父は、よく間違える人だった。
いや、そう思っていた。
遠足の日、弁当を持たせるのを忘れた。
中学の入学式の日には、学校名を間違えて、隣町の中学校へ行った。
高校の卒業式の日には、式が終わってから花束を持って現れ、
「少し早く着きすぎたな」
と言った。
早いどころか、もう誰もいなかった。
校門の前で、私は花束を受け取らなかった。
父は困ったように笑い、
「すまん。

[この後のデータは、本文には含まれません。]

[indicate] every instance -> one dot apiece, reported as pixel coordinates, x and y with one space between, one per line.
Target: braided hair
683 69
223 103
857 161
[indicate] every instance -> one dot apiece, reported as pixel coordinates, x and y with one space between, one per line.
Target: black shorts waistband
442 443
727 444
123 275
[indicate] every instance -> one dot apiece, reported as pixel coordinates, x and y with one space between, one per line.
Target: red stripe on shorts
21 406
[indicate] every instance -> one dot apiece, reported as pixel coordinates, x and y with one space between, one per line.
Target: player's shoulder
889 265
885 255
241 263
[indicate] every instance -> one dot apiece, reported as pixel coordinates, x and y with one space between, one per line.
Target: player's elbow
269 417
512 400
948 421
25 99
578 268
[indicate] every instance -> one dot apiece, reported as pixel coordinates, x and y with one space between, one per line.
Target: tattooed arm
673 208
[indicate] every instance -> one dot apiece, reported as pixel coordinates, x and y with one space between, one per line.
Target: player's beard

記憶違いだった」
と言った。
私は、その言葉が嫌いだった。
記憶違い。
便利な言葉だと思った。
忘れたのではない。
間違えただけだ。
そう言えば、少しだけ罪が軽くなる。
子どもの私は、父に何度も置いていかれたような気がしていた。
だから駅員になったのかもしれない。
時刻表は嘘をつかない。
切符には行き先がある。
落とし物には番号がつけられ、持ち主を待つ場所がある。
駅には、父のような曖昧さがなかった。
少なくとも私は、そう信じたかった。
私の勤める駅のすぐ先に、小さな踏切がある。
古い商店街の端にあり、朝は学生の自転車が鳴り、夕方は買い物袋を提げた老人たちがゆっくり渡る。
父は晩年、その踏切をよく渡っていたらしい。
らしい、というのは、私はその頃、父とほとんど会っていなかったからだ。
母が亡くなってから、父は一人で古い家に残った。
私は何度か同居を勧めた。
父はそのたびに、
「駅の音が聞こえる場所がいい」
と言った。
私はそれを、ただの頑固だと思っていた。
踏切の警報音。
夜更けの電車。
遠くで鳴る発車ベル。
そんなものを聞いて何になるのかと、内心では呆れていた。
父からの電話は、いつも短かった。
「今度、飯でも食うか」
「今忙しい」
「そうか」
それだけだった。
父は私を責めなかった。
責められないことが、人をいちばん惨めにすることを、私はその頃まだ知らなかった。
ある冬の朝、父はその踏切の近くで倒れた。
遮断機が降りる少し前だったという。
近くの豆腐屋の主人が見つけ、救急車を呼んでくれた。
命に別状はなかった。
ただ、それから父の記憶は少しずつほどけていった。
病室の父は、私を見るなり言った。
「駅員さん、すみません」
私は息を飲んだ。
「俺だよ。健司だよ」
父はしばらく私の顔を見つめていた。
それから、いつものように困った顔で笑った。
「そうか。すまん。記憶違いだった」
胸の奥に、古い怒りが戻ってきた。
またそれか、と思った。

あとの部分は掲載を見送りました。